La sénatrice Innue-Québécoise, Michèle Audette, a proposé des amendements de reconnaissance des langues autochtones dans la nouvelle Loi sur les langues officielles. Ses propositions d’amendements ont été rejetées, n’ouvrant pas la porte aux langues autochtones vers un statut plus officiel.

« La langue est ce qui nous donne notre identité, notre culture, notre relation à un territoire, nos responsabilités, une histoire, une vie contemporaine et nos aspirations pour demain », a affirmé la sénatrice Audette lors de la troisième lecture de C-13 au Sénat, le 15 juin 2023.

« Je suis convaincue que dans 10 ans, les langues autochtones seront ajoutées comme langues officielles, avait-elle dit. Le fait qu’il y ait la Loi sur les langues autochtones est encourageant, cependant les droits et pouvoirs ne seront pas égaux à ceux que possèdent les langues officielles. »

L’esprit de la langue

Pour Belinda kakiyosēw Daniels, la langue n’est pas juste un moyen de communiquer, mais aussi un moyen de comprendre le monde dont nous faisons partie.

Elle explique que plusieurs termes de langues cries font référence à des éléments de la nature, comme « miskîk » pour les yeux et « kîsik » pour le ciel.

La langue reflète alors le rapport à la nature : « Nous faisons partie de la nature. Les colons croient posséder la nature. »

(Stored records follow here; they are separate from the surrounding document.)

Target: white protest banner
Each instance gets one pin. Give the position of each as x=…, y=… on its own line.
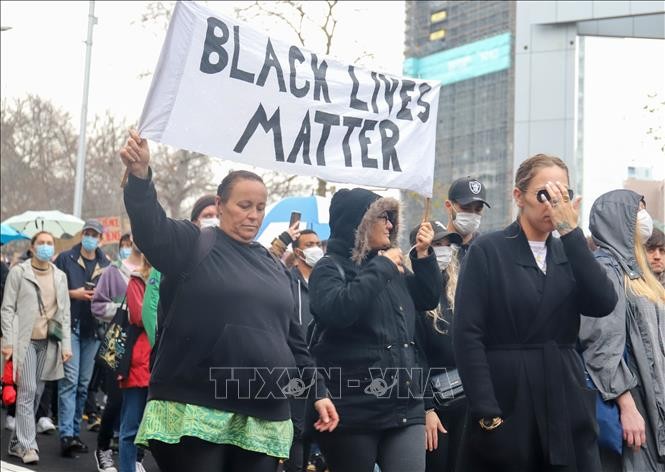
x=224, y=89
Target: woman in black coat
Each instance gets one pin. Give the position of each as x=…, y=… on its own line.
x=365, y=306
x=518, y=304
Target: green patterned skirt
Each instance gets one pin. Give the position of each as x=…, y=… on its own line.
x=168, y=421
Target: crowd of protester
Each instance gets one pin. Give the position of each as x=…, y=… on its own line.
x=537, y=326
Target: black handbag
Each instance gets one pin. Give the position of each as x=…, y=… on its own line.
x=115, y=350
x=447, y=388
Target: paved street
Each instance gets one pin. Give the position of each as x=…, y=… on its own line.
x=49, y=454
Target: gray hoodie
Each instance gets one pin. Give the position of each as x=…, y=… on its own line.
x=635, y=327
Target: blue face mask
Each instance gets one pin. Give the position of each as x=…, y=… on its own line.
x=89, y=243
x=44, y=252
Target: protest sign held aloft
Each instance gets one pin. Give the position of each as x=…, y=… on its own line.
x=227, y=90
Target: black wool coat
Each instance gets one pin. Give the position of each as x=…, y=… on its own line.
x=514, y=341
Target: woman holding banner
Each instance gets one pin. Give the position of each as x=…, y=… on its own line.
x=229, y=329
x=365, y=305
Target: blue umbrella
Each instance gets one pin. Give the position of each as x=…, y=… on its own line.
x=7, y=233
x=314, y=216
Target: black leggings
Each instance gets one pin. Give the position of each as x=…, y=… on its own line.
x=111, y=411
x=395, y=450
x=196, y=454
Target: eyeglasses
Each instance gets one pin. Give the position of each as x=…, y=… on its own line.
x=543, y=195
x=387, y=216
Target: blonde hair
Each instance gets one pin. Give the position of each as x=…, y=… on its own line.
x=648, y=285
x=453, y=272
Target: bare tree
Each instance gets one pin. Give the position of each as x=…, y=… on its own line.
x=656, y=107
x=313, y=26
x=179, y=176
x=37, y=158
x=104, y=170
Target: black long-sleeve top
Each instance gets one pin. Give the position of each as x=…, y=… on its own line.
x=230, y=334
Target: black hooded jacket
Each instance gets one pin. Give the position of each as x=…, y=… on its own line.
x=368, y=320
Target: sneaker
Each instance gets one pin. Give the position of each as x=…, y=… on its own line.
x=30, y=457
x=104, y=461
x=10, y=423
x=78, y=445
x=45, y=425
x=66, y=446
x=94, y=423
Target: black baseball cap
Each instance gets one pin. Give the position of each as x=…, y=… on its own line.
x=440, y=232
x=467, y=190
x=93, y=225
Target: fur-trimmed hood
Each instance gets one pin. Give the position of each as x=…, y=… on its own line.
x=351, y=214
x=361, y=249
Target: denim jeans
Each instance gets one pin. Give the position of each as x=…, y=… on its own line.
x=73, y=388
x=131, y=413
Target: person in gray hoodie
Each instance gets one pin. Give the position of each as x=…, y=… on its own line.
x=624, y=353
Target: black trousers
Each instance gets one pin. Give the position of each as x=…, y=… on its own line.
x=299, y=453
x=394, y=450
x=196, y=454
x=444, y=457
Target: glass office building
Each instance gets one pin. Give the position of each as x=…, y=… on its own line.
x=468, y=46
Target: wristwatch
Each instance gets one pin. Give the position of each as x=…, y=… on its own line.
x=488, y=424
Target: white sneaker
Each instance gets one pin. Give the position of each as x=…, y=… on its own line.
x=45, y=425
x=10, y=423
x=104, y=460
x=30, y=457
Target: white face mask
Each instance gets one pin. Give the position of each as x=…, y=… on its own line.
x=209, y=222
x=644, y=225
x=312, y=255
x=444, y=254
x=466, y=223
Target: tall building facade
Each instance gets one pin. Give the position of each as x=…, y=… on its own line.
x=469, y=47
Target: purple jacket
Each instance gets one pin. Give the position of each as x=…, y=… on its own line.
x=110, y=291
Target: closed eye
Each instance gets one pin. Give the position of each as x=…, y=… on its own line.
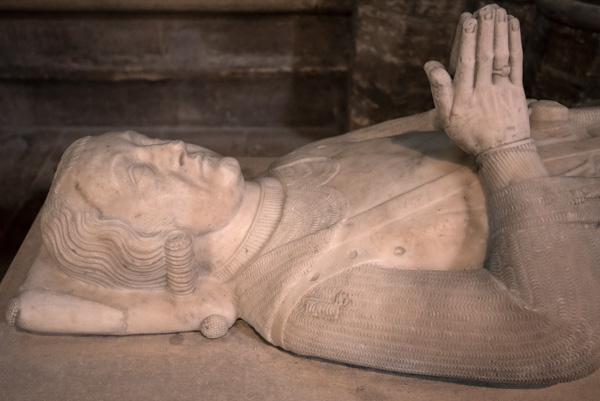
x=137, y=174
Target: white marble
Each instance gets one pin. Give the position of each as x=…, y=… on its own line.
x=366, y=248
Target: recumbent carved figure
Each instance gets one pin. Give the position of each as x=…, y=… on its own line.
x=400, y=247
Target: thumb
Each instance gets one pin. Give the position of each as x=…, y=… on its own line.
x=441, y=89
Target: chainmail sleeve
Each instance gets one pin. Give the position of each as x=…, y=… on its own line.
x=531, y=315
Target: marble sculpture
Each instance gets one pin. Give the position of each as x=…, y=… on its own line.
x=462, y=242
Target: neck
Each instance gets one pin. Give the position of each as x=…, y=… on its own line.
x=215, y=248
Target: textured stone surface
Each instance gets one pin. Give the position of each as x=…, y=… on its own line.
x=187, y=366
x=171, y=46
x=178, y=5
x=258, y=101
x=567, y=63
x=394, y=39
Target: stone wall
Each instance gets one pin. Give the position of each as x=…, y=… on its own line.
x=393, y=39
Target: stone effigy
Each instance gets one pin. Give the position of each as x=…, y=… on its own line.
x=471, y=253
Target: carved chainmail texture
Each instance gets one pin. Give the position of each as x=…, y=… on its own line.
x=311, y=214
x=533, y=316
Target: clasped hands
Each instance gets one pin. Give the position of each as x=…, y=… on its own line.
x=484, y=106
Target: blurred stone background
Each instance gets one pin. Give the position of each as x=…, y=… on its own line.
x=251, y=78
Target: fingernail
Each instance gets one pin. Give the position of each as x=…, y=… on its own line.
x=487, y=13
x=514, y=24
x=470, y=25
x=501, y=16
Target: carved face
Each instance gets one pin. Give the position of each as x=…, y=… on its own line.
x=155, y=184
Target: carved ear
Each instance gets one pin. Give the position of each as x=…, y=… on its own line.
x=179, y=257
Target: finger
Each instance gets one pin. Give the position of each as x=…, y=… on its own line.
x=515, y=51
x=501, y=55
x=454, y=53
x=441, y=89
x=476, y=13
x=465, y=67
x=485, y=47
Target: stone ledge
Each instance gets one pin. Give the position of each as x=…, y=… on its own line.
x=179, y=5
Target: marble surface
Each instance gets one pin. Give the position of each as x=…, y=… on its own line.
x=186, y=366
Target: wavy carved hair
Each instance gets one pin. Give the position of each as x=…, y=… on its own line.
x=91, y=248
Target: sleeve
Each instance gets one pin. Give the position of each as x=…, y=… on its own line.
x=530, y=316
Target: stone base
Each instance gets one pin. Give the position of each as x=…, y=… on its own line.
x=187, y=366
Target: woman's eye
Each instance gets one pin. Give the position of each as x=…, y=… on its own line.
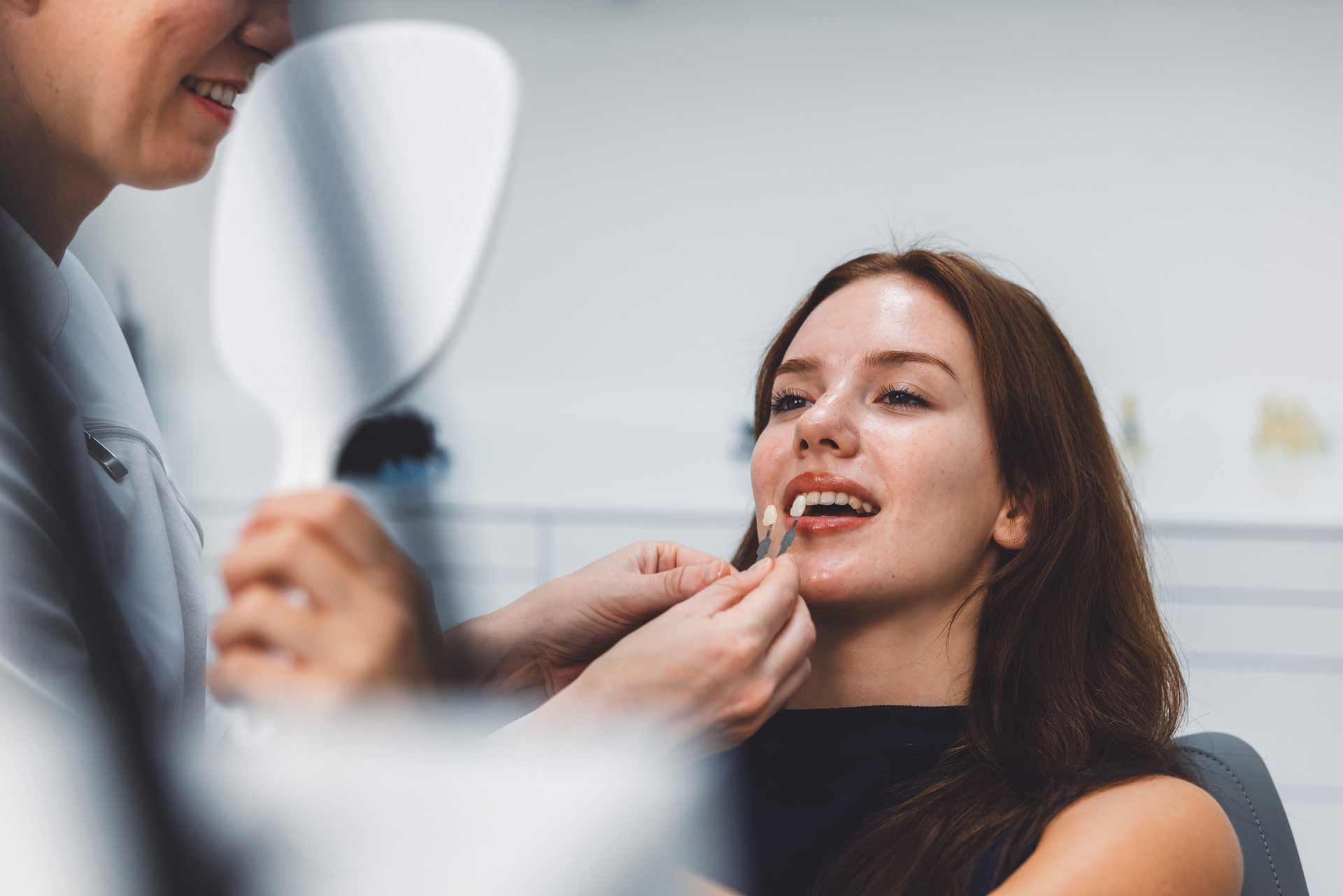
x=788, y=402
x=902, y=398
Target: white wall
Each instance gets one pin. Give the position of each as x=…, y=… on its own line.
x=1166, y=179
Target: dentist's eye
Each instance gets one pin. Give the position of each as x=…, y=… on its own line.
x=785, y=402
x=902, y=397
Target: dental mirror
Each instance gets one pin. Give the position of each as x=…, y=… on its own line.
x=355, y=203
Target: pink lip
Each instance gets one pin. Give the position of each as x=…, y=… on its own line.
x=225, y=116
x=830, y=524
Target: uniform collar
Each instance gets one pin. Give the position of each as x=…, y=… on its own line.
x=39, y=299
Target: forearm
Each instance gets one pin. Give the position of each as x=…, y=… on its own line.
x=490, y=653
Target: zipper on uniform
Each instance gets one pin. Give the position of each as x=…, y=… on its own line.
x=118, y=471
x=109, y=461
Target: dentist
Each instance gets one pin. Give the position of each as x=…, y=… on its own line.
x=141, y=93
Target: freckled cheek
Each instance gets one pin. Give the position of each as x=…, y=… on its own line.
x=934, y=477
x=769, y=462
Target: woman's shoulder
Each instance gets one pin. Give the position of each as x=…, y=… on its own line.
x=1149, y=834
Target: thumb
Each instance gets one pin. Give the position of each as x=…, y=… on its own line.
x=730, y=590
x=677, y=585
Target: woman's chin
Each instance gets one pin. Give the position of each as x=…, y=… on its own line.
x=185, y=166
x=827, y=581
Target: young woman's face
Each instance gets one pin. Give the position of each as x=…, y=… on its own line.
x=880, y=399
x=108, y=80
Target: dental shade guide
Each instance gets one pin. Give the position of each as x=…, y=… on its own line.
x=800, y=507
x=767, y=519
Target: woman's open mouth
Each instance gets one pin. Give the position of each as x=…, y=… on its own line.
x=829, y=503
x=213, y=96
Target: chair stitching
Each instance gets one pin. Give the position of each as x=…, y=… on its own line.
x=1248, y=802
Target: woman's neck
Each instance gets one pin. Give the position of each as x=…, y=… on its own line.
x=46, y=192
x=904, y=657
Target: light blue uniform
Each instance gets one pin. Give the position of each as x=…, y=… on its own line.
x=137, y=531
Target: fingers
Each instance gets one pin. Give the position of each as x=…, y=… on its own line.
x=293, y=557
x=685, y=582
x=661, y=557
x=730, y=590
x=772, y=602
x=793, y=645
x=262, y=616
x=334, y=512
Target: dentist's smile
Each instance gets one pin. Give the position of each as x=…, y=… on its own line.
x=214, y=97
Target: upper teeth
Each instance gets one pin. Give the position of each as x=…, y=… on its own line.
x=223, y=94
x=826, y=499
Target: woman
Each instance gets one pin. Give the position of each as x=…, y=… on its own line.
x=141, y=93
x=991, y=696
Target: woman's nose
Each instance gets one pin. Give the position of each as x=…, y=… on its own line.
x=825, y=427
x=268, y=29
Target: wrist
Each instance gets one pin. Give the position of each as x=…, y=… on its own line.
x=500, y=646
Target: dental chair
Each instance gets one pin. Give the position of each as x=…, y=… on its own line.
x=1236, y=777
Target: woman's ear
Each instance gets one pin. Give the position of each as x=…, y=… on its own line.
x=1013, y=524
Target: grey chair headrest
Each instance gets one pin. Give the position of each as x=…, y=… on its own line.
x=1237, y=778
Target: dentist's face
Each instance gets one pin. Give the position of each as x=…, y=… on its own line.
x=106, y=80
x=879, y=399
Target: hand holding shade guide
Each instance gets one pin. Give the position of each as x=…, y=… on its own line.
x=355, y=203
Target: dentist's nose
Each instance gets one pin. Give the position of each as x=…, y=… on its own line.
x=826, y=427
x=268, y=29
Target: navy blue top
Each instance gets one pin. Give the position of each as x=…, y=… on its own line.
x=810, y=778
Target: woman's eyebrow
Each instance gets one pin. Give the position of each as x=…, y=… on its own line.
x=887, y=357
x=895, y=357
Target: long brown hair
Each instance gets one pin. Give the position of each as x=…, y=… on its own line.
x=1074, y=683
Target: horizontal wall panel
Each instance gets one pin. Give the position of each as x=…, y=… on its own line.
x=1291, y=632
x=1248, y=563
x=1293, y=719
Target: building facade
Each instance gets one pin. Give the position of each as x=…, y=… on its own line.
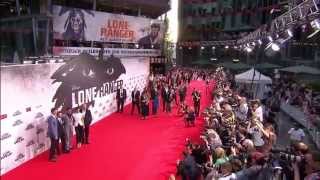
x=26, y=26
x=220, y=20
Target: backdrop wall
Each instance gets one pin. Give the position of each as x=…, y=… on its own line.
x=28, y=92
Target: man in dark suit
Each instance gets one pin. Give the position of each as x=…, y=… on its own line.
x=87, y=122
x=121, y=97
x=135, y=96
x=196, y=97
x=53, y=134
x=152, y=40
x=182, y=93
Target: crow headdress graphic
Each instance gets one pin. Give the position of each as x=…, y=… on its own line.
x=83, y=72
x=75, y=24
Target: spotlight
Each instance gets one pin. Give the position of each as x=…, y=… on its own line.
x=275, y=47
x=315, y=24
x=60, y=60
x=27, y=62
x=290, y=33
x=248, y=49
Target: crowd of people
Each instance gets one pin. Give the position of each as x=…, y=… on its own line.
x=240, y=133
x=62, y=124
x=239, y=140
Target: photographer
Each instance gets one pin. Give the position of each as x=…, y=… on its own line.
x=190, y=117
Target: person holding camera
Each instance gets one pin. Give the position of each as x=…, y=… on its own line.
x=190, y=117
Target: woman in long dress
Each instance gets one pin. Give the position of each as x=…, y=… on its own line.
x=144, y=103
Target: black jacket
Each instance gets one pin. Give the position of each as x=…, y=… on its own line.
x=135, y=96
x=87, y=117
x=124, y=94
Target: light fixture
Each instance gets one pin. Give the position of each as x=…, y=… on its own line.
x=315, y=24
x=249, y=49
x=27, y=62
x=290, y=33
x=275, y=47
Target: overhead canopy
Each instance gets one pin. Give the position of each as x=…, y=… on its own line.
x=301, y=69
x=267, y=66
x=233, y=65
x=254, y=76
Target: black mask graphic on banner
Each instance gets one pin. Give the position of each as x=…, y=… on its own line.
x=84, y=72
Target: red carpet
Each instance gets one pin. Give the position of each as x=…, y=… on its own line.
x=123, y=147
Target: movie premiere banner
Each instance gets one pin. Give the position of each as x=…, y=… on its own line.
x=119, y=52
x=87, y=25
x=28, y=92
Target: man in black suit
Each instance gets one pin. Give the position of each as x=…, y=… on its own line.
x=121, y=97
x=196, y=97
x=152, y=40
x=135, y=96
x=182, y=93
x=87, y=122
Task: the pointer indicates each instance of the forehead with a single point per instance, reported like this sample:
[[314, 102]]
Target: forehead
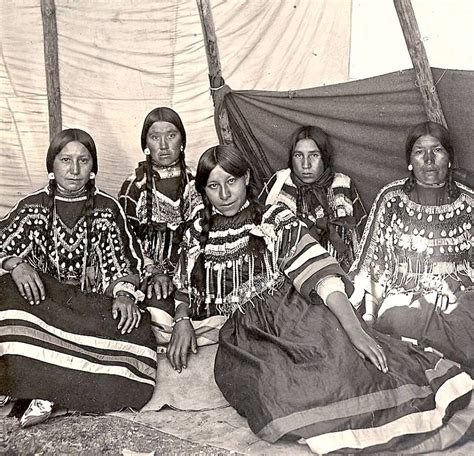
[[306, 145], [74, 148], [426, 141], [162, 127], [218, 174]]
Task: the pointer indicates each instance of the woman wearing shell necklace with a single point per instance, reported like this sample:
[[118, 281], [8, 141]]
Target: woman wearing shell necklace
[[71, 330], [159, 199], [293, 358], [416, 263]]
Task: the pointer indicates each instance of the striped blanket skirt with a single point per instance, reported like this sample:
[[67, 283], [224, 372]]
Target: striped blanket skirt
[[68, 350]]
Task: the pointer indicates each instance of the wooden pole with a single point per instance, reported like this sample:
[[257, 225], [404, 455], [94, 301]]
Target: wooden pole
[[215, 74], [424, 76], [50, 41]]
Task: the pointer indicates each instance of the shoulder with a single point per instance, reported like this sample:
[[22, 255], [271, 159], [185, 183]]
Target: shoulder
[[341, 180]]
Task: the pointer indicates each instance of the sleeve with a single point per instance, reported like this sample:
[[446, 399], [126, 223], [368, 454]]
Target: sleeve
[[17, 231], [373, 266], [120, 253], [305, 262]]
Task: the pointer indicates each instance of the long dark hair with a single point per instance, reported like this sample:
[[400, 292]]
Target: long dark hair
[[59, 141], [163, 114], [318, 136], [232, 162], [441, 133]]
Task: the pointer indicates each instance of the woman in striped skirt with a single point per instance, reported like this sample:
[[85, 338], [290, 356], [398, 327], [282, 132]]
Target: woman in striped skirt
[[293, 357], [71, 329]]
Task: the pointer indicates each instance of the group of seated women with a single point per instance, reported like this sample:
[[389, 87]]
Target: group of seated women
[[88, 281]]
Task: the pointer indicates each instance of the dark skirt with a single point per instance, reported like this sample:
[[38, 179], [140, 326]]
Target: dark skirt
[[451, 334], [68, 350], [290, 369]]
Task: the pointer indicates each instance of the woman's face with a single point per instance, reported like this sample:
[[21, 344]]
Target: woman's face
[[72, 166], [164, 141], [307, 161], [430, 160], [226, 192]]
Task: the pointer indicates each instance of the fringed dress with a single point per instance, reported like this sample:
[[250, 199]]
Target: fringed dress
[[417, 259], [334, 212], [159, 237], [68, 349], [286, 364]]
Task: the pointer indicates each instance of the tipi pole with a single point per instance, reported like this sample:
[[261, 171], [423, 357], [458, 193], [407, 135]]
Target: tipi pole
[[50, 40], [424, 76], [215, 74]]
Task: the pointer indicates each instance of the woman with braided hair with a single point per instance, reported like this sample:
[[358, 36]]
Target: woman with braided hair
[[416, 264], [159, 199], [293, 357], [71, 329], [327, 201]]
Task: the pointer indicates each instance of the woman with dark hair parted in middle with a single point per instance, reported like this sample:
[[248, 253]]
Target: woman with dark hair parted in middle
[[159, 198], [292, 357], [325, 200]]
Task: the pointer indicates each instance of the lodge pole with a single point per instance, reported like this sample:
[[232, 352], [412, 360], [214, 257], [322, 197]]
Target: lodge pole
[[215, 74], [50, 41], [421, 65]]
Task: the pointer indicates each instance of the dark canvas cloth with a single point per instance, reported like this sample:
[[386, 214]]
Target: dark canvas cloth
[[367, 120]]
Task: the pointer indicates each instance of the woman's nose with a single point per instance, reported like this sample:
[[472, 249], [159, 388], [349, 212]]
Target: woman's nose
[[224, 192], [75, 167]]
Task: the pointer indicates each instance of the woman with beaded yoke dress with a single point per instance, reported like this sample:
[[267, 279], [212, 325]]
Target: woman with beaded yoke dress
[[416, 263], [159, 199], [327, 201], [71, 330], [293, 358]]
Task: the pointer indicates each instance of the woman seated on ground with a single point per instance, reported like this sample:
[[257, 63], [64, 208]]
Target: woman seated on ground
[[293, 358], [158, 199], [72, 333], [415, 265], [326, 201]]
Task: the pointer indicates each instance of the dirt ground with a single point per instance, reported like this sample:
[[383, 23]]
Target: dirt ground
[[93, 435]]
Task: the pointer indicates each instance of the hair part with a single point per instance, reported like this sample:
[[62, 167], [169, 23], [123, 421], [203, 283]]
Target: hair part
[[321, 139]]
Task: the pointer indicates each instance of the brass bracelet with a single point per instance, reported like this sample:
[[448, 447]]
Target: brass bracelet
[[17, 264]]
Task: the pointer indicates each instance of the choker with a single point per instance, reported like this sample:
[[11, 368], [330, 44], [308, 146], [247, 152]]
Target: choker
[[167, 172], [421, 184]]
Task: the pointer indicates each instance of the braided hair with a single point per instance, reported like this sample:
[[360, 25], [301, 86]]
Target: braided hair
[[163, 114], [441, 133], [57, 144], [232, 162]]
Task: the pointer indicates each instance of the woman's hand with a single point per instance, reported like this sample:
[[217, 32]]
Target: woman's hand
[[367, 347], [129, 312], [27, 280], [182, 340], [161, 284]]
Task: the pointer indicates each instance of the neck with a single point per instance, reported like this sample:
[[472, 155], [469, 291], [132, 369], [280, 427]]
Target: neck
[[71, 193]]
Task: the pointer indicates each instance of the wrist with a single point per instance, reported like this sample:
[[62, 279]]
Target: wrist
[[125, 294]]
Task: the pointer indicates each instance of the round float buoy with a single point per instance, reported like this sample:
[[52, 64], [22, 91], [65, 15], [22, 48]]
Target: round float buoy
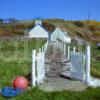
[[20, 82]]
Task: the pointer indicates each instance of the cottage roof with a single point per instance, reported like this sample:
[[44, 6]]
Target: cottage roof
[[38, 31]]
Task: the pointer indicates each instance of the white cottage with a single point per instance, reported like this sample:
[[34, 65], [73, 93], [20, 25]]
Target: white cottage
[[38, 31], [58, 34]]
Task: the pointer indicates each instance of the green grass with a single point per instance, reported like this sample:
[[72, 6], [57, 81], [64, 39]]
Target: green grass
[[14, 62]]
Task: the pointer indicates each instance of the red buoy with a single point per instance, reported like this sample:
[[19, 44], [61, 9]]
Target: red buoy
[[20, 82]]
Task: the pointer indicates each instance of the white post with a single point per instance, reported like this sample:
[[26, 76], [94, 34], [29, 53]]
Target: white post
[[33, 68], [68, 52], [64, 49], [74, 49], [88, 63]]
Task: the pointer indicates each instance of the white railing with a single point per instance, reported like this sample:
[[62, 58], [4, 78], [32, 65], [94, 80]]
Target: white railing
[[38, 65], [78, 65]]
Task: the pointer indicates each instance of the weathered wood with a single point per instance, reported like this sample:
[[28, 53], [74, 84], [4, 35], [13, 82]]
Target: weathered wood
[[33, 68]]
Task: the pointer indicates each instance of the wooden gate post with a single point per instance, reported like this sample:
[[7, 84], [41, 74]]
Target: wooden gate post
[[88, 63], [33, 68]]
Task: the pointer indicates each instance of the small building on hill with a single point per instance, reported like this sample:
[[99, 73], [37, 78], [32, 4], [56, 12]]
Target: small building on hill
[[38, 31]]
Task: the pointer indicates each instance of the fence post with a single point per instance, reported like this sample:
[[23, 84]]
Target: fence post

« Apprends une langue autochtone et tu apprendras une autre vision du monde quand tu vois l’environnement. Tu comprendras que cet arbre, cette montagne, sont des esprits vivants, dit-elle. Apprendre une langue autochtone aide à découvrir cette manière de voir le monde, et d’être connecté à lui. »

LECTURE SIMPLE

Le 30 septembre, une journée pour commémorer l’histoire des Premières Nations

Depuis 2021, le 30 septembre est la Journée nationale de la vérité et de la réconciliation. C’est une journée de congé pour beaucoup de monde, pour pouvoir prendre le temps de penser aux enfants qui ont été dans des écoles résidentielles. C’est aussi un moment pour penser aux enfants qui n’en sont jamais revenus et à la résilience des personnes survivantes des pensionnats autochtones, ainsi qu’à leurs familles et leurs communautés.

C’est aussi l’occasion de découvrir la richesse et la diversité des cultures, des langues, des croyances spirituelles et des histoires des Premières Nations.

Les pensionnats autochtones étaient des écoles religieuses créées dans le but d’éduquer et de convertir les jeunes Autochtones à la société canadienne : ils ne pouvaient plus parler leur langue maternelle ou profiter de leur culture. Les enfants autochtones y ont été placés contre l’accord de leurs parents et y ont subi des violences physiques et psychologiques.

Le 30 septembre est aussi appelée la Journée du chandail orange. C’est la campagne « chaque enfant compte », qui signifie que tous les enfants, incluant les enfants autochtones, ont tous le droit d’exister avec leur propre culture, personnalité ou croyances. 

Cette journée-là, les gens sont invités à porter un vêtement orange pour soutenir cette cause.